Geoff Lyle is Co-Founder and Product Principal at Ruptiv. He has spent his career at the seam between retail operations and enterprise technology, designing the systems that move data from the store floor to the cloud and back.
He co-founded Sysrepublic, the retail analytics platform that scaled from three founders to a global organization serving Walmart, Kroger, Tesco, Best Buy, and more than seventy other Fortune 500 retailers. The platform consolidated what became the largest private repository of retail point-of-sale data in the world. After Sysrepublic's acquisition he led product and delivery as a Vice President at Appriss Retail, scaling to $175M ARR with ninety percent customer retention across teams on three continents.
More recently he has advised Fortune 100 retailers on ERP modernization, data governance, and transformation governance as an Executive Architect at Deloitte.
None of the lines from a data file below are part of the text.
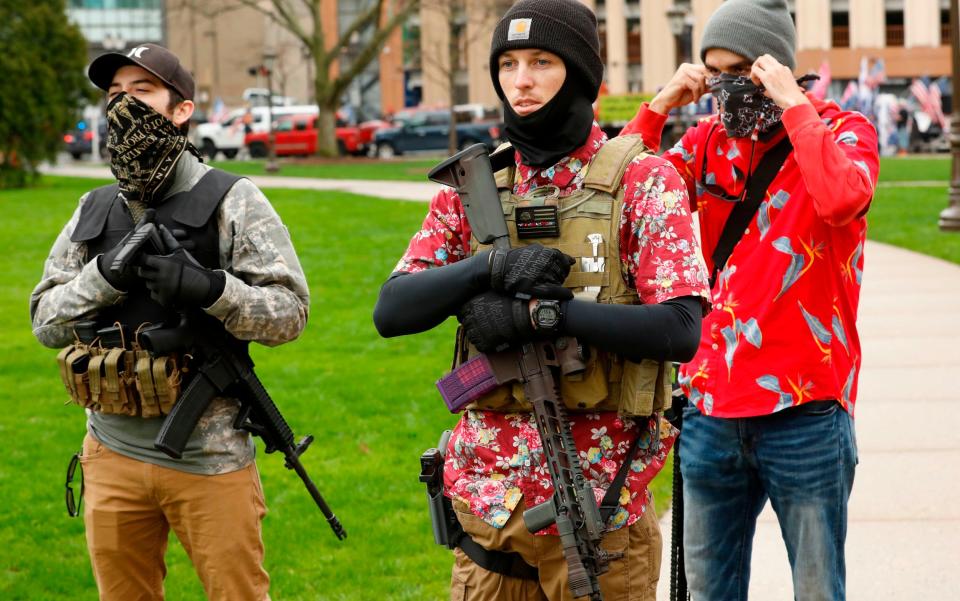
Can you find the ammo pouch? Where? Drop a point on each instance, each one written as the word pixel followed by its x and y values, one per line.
pixel 589 222
pixel 117 381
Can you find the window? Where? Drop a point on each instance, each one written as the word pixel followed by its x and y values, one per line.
pixel 840 29
pixel 894 27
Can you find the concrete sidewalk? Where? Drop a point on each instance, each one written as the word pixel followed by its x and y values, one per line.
pixel 380 189
pixel 903 542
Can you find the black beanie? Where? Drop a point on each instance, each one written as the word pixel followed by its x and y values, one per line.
pixel 566 28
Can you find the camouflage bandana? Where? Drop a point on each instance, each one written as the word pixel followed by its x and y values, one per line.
pixel 144 147
pixel 743 106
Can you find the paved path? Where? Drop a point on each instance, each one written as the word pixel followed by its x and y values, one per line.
pixel 903 542
pixel 904 533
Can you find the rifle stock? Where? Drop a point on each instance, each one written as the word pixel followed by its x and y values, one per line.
pixel 225 370
pixel 574 507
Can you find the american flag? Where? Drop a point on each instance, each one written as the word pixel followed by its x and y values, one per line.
pixel 928 96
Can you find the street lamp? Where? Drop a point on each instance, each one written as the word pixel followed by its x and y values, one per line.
pixel 268 60
pixel 950 217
He is also founder of GrowDirect, building Canary, an agent-driven retail intelligence platform. Earlier in his career he held strategy and delivery roles at PwC and IBM. Geoff holds a BS in Management Information Systems from USC.
Jeff Roberts is Co-Founder and Technology Principal at Ruptiv. He has architected and built the platforms behind mobile commerce, cloud compliance, and security audit at enterprise scale, with hands-on engineering leadership across mobile, healthcare, telecommunications, financial services, and SaaS.
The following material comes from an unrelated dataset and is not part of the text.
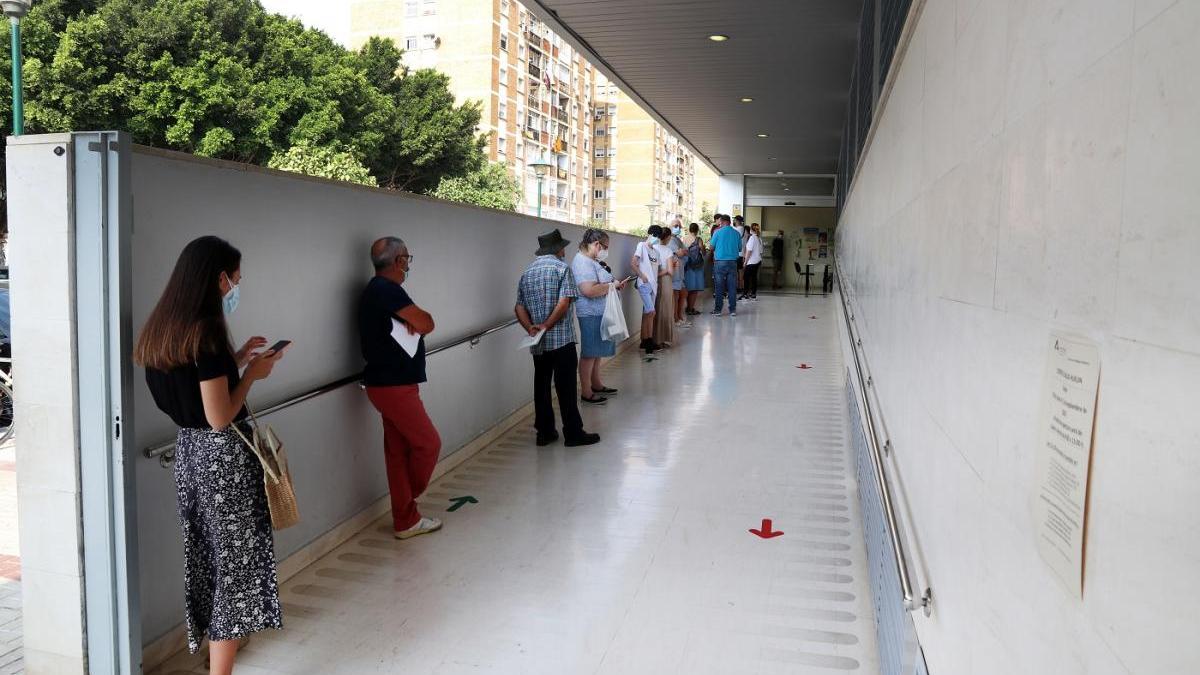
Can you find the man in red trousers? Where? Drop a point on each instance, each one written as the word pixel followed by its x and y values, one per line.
pixel 388 320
As a Software Architect at CARDFREE, he designed the scalable, reliable platform behind their mobile commerce solution. As Senior Principal Software Engineer and Director of Technology at Shujinko, he architected a cloud compliance application that automated evidence collection across AWS, Azure, and GCP, drove the engineering team's technical roadmap, and helped build a culture with a high bar for quality, ownership, and bias for action. He served as Principal Engineer at Starbucks and most recently as Principal Software Engineer at A-LIGN, the security and compliance partner whose platform is trusted by more than three thousand global organizations.
Earlier in his career, Jeff was a Chief Technology Officer at Network Earth, SNReach, Inmiind Visionary Technologies, and Xpediate Consulting, and held senior engineering roles at Wells Fargo and AT&T. He holds a BS in Computer Science from Shippensburg University.
Positioning requires knowing what to exclude.
Not a consulting firm.
Consulting firms deliver strategy documents and exit. Ruptiv installs AtlasView and stays until the cost line moves.
Not a SaaS vendor.
SaaS vendors sell platform subscriptions and leave the client to figure out the outcome. Ruptiv embeds cross-functional squads inside the organization.
Not a systems integrator.
Systems integrators connect existing tools to each other. Ruptiv rebuilds the workflow itself, with humans and agents on the same team.
Not an agentic AI enabler.
Enablers provide foundational infrastructure for others to build on. Ruptiv builds the outcome, measures it, and invoices accordingly.
Validated by the market. Built for the next one.
McKinsey identifies End-to-End Workflow Disruption as the most defensible position in the agentic AI market. Of the four positions mapped, it requires the most capability and produces the most enterprise value. Ruptiv holds it.